DZL investment recorded the decline due to devaluation of the kwacha and milk supply challenges which saw its subsidiary, Dairibord Malawi Limited (DML), making less than US$500 000 in profits.
The company says DML’s profit contribution to DZL for the 12 months to December 2012 fell from US$1 million to US$484 000.
Reserve Bank of Malawi (RBM) devalued the kwacha in May last year to fully liberalise it and also address challenges bedevilling the country’s economy.
DZL Chief Executive, Athony Mandiwanza, said besides the devaluation, contributions from Malawi operations were also affected by a 10 percent decline in milk supply due to challenges with electricity and one bulk supplier starting its own milk processing operations.
But Mandiwanza said despite the challenge the company would not divest from Malawi because it was still viable as well as for strategic reasons after sustaining operations during tough times.
Before divesting, said DZL boss, there was need to carry out a cost-benefit analysis and be able to demonstrate to shareholders that by selling an investment directors will not be throwing away value.
“In 2008 Malawi actually carried us, 80 percent of this company survived because of Malawi.
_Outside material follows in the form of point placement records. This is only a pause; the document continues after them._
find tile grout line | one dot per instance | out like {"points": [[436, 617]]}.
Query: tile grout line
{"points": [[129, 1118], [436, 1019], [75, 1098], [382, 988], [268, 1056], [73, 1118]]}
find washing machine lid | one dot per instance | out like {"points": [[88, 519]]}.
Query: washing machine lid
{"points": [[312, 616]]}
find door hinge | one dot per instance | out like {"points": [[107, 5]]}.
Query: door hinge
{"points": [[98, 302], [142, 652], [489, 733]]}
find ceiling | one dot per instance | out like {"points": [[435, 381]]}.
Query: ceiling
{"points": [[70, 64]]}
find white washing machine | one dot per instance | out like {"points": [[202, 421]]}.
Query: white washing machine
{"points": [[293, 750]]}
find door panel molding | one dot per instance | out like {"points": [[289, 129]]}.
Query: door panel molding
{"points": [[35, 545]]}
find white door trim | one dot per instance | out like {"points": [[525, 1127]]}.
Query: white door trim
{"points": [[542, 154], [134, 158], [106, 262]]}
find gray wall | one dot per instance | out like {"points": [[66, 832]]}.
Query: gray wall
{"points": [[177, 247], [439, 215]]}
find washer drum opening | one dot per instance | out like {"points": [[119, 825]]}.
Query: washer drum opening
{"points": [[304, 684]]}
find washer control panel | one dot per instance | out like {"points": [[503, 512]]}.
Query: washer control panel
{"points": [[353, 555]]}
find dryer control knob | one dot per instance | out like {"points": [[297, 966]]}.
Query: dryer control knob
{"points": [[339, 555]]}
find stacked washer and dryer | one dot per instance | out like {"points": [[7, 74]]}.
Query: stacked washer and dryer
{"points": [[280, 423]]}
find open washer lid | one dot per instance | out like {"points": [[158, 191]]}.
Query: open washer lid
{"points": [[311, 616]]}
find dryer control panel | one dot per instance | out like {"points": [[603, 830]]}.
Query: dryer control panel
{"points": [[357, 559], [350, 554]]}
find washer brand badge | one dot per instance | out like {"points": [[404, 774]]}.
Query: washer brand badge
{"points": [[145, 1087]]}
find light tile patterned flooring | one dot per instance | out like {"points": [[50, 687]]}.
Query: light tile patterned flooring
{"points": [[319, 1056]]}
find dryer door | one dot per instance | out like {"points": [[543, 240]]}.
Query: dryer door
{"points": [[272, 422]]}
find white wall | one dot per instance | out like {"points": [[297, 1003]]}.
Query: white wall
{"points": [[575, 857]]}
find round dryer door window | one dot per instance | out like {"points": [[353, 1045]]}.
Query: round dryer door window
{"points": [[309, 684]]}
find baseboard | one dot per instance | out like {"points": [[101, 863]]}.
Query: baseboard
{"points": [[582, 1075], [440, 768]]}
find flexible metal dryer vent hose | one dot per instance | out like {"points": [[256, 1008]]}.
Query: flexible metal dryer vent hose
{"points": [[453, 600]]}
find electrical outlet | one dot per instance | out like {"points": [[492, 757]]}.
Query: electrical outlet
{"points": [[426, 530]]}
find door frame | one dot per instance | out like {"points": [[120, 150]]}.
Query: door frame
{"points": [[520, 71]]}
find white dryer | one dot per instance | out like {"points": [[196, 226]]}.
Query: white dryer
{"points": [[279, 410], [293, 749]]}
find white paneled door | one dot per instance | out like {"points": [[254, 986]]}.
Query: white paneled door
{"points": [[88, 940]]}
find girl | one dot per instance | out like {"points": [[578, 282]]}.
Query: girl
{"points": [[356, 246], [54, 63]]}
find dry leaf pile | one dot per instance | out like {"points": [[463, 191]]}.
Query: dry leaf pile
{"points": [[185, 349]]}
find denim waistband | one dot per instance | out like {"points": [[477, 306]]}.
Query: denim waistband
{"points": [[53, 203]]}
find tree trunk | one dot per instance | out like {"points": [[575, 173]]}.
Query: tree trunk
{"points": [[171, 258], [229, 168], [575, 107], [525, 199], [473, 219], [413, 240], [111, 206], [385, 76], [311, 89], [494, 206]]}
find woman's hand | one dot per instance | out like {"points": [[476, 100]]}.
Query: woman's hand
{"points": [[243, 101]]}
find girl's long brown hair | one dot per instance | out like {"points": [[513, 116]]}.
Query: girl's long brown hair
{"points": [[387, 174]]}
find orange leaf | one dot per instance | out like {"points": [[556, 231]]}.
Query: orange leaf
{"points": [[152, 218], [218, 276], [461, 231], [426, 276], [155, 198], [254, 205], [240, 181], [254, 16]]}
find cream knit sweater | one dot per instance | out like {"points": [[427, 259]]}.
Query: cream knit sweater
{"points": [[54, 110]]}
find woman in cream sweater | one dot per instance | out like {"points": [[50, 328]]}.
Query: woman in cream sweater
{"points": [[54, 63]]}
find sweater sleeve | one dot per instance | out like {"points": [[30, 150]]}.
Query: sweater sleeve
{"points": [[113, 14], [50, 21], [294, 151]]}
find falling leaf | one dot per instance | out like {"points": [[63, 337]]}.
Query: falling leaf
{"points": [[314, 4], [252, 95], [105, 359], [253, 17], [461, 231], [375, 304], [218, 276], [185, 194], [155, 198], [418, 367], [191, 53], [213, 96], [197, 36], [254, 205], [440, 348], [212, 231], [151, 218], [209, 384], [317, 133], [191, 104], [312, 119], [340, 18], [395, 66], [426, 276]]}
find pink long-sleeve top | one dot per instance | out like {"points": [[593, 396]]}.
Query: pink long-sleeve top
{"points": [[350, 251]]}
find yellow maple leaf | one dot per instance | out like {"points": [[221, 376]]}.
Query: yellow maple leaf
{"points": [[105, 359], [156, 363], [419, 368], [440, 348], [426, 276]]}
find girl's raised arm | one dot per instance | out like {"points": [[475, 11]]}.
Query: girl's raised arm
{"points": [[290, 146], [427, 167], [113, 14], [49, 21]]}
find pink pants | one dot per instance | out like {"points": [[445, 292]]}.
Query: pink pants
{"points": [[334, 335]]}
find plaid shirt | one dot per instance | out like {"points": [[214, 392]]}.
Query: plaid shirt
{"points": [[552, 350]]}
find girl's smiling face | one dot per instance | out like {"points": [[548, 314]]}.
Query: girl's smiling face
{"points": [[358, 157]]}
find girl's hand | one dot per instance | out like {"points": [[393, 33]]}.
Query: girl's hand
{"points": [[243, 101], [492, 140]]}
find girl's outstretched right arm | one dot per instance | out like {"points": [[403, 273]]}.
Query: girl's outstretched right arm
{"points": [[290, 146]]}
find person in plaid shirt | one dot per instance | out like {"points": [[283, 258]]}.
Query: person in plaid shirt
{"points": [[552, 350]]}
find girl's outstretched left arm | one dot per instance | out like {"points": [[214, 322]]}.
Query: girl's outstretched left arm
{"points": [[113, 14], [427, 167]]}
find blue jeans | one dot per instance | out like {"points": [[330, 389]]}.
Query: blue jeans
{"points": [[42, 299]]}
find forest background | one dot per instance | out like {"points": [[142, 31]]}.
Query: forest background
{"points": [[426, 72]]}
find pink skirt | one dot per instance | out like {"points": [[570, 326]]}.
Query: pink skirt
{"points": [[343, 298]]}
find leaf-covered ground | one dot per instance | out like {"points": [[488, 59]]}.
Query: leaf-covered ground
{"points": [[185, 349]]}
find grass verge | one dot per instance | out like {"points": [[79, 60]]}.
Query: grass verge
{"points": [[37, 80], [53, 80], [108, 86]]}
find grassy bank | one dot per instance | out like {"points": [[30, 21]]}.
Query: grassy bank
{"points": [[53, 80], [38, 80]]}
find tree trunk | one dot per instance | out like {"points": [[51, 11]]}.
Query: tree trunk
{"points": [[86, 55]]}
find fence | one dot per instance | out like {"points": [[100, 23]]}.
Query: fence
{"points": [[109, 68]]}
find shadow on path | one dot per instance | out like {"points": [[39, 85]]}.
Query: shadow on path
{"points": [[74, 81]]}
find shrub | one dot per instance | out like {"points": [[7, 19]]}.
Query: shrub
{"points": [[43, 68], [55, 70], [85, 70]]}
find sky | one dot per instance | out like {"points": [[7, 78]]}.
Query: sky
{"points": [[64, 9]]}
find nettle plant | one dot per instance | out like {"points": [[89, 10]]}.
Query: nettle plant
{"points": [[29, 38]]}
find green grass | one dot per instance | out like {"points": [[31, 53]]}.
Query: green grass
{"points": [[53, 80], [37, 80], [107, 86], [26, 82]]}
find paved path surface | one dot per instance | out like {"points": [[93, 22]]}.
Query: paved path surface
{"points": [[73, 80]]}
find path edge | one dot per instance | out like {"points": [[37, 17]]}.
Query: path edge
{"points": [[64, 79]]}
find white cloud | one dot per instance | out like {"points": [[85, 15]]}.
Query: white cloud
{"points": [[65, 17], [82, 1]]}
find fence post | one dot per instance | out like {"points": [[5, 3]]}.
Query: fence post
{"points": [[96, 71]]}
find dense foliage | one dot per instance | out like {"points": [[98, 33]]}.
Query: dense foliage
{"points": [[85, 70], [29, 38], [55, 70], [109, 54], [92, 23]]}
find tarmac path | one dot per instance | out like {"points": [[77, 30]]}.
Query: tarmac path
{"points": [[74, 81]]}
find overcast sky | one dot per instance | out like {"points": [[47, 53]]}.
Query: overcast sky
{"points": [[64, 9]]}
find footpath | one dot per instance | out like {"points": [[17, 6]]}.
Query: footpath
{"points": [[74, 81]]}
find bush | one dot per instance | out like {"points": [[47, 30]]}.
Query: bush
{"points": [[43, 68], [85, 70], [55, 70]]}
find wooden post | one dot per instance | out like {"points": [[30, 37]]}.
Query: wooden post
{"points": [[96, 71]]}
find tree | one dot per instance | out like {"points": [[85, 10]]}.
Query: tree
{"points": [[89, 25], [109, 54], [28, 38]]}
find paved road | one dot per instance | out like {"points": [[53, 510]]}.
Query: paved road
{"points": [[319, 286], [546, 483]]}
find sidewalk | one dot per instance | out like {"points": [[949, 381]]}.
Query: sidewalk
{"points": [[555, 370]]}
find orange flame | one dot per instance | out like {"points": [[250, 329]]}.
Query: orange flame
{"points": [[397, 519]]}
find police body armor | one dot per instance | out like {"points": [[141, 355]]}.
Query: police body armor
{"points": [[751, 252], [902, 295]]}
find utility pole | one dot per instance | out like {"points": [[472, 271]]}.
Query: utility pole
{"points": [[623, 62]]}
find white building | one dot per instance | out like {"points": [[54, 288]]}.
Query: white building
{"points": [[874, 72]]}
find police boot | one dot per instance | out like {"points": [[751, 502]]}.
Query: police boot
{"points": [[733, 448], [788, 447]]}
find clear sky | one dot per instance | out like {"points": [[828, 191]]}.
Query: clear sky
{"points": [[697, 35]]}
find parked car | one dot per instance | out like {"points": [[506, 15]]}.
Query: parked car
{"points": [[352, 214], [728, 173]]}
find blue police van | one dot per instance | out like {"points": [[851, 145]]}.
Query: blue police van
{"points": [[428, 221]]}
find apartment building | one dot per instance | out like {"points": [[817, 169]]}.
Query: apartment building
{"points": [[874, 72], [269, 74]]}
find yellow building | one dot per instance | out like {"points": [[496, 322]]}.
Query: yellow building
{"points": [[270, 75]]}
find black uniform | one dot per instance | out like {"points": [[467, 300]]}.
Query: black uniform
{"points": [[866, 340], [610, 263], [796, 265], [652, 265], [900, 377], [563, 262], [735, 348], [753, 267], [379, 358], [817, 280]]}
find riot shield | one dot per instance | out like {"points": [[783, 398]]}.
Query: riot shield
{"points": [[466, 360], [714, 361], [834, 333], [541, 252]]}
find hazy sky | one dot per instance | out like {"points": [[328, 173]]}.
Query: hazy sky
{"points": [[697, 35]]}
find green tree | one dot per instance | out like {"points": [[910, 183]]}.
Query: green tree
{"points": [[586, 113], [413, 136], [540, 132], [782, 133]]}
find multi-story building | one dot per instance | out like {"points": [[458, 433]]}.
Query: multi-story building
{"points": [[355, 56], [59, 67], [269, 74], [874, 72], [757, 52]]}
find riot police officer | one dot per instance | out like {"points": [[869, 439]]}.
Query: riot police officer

That was the only place where we were generating foreign currency to keep the business afloat,” Mandiwanza told The Herald newspaper.
“The bottom line last year was nearly a million and this year just under a million and that is a positive contribution to the business, so what we see in Malawi are challenges, but we believe those challenges are only transient, they are not permanent challenges at all.”
Unlike in Zimbabwe where the company closed two plants due to economic challenges, the DZL boss said they would remain in Malawi to ensure shareholders do not lose value due to inflation.
DZL, which in 2011 increased its shareholding in the Malawi operation from 60 percent to 68 percent, said it was also cautious not to repeat previous experience when it sold its canning business, Mulanje Peak Foods, at a loss.
“A typical example, we had to dispose, as part of our rationalisation of the operations in Malawi, by selling Mulanje Peak Foods, which was undertaking the canning of various products. We sold that and got K87 million, I wish it was the US dollar and translates to a ‘modest’ number,” he bemoaned.